An alternative would be the Wilcoxon Rank-Sum Test, where each value is given a rank and the ranks are compared.

\[ H_0: \text{The two samples are drawn from the same distribution} \\ VS \\ H_A: \text{The two samples are drawn from different distributions} \]

wTest <- wilcox.test(sample1, sample2)
wTest

The ranks for each value can be seen using the following code:

 order(c(sample1, sample2), decreasing = TRUE)

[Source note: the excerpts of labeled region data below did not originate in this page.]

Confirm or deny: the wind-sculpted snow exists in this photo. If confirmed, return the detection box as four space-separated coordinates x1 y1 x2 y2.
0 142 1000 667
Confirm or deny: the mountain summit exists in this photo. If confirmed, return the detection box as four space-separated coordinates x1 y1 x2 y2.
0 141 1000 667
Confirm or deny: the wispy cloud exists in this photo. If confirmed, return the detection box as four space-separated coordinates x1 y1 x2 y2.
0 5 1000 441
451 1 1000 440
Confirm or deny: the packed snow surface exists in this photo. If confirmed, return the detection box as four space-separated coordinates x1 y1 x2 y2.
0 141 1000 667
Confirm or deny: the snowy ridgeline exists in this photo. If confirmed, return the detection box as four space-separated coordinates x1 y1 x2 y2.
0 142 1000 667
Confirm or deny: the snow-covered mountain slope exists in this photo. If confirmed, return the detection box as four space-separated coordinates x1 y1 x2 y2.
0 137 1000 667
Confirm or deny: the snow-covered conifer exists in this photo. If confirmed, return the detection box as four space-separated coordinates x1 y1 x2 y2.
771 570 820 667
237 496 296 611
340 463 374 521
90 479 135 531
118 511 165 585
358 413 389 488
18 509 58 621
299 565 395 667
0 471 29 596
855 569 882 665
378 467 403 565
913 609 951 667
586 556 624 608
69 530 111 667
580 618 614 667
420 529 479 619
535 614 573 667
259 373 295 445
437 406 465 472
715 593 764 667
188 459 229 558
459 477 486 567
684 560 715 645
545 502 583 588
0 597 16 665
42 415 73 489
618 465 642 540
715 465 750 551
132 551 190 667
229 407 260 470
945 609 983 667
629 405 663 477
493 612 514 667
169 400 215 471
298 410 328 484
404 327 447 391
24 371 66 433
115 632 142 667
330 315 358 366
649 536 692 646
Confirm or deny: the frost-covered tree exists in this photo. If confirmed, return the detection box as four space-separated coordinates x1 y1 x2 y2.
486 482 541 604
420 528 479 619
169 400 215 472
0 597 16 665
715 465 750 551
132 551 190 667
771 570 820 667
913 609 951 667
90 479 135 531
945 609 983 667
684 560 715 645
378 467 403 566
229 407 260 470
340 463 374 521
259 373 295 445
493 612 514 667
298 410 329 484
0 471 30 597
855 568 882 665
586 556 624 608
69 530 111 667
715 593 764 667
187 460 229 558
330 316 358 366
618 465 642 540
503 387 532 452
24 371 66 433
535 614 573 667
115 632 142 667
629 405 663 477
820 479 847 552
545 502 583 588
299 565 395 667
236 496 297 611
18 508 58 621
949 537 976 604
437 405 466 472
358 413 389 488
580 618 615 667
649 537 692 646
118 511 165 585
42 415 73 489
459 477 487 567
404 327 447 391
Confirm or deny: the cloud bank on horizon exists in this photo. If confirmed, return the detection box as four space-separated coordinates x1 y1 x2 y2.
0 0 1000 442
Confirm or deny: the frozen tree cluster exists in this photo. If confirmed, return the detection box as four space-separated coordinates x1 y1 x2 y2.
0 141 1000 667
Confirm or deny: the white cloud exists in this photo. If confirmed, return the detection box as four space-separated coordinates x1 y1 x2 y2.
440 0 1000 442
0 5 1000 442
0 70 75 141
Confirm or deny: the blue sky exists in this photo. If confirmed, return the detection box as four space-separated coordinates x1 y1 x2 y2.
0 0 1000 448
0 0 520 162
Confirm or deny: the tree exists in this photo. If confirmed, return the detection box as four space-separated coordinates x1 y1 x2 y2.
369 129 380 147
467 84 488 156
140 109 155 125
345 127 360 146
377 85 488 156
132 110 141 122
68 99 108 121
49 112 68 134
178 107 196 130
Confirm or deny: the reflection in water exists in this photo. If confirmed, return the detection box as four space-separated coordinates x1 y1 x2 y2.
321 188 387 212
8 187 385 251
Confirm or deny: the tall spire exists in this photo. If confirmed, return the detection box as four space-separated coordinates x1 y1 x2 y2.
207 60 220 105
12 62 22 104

Note that because we use the ranks, instead of the values, this procedure is robust to changes in the actual values which don’t affect the ranks.

2. If we change the value 1000 to 10 will it change the results of the Wilcoxon Rank Sum Test?
3. Would it change the results for a \(t\)-test?

sample1[3] <- 10
sample1
t.test(sample1, sample2)
wilcox.test(sample1, sample2)

Fisher’s Exact Test

Fisher’s Exact Test can be used for comparing counts in a \(2 \times 2\) contingency table. In the hypoxia example above these values would be:

counts <- matrix(c(10, 94, 32, 86), ncol = 2)
rownames(counts) <- c("Hypoxia", "Normoxia")
colnames(counts) <- c("Allele A", "Allele B")

	Allele A	Allele B
Hypoxia	10	32
Normoxia	94	86

Here the null hypothesis & alternative are:

\[ H_0: \text{There is no association between alleles and survival in hypoxic conditions} \\ Vs \\ H_A: \text{There is an association between alleles and survival in hypoxic conditions} \]

Q8

1. Do you think there is an association just by looking at the data?

In R we can simply conduct the test using fisher.test()

fisher.test(counts)

Alternatively, we could’ve used a \(\chi^2\) test, however we would’ve need to ensure that no cell in the table had an expected count \(<5\).

chisq.test(counts)

2. Would you reject \(H_0\) using either test?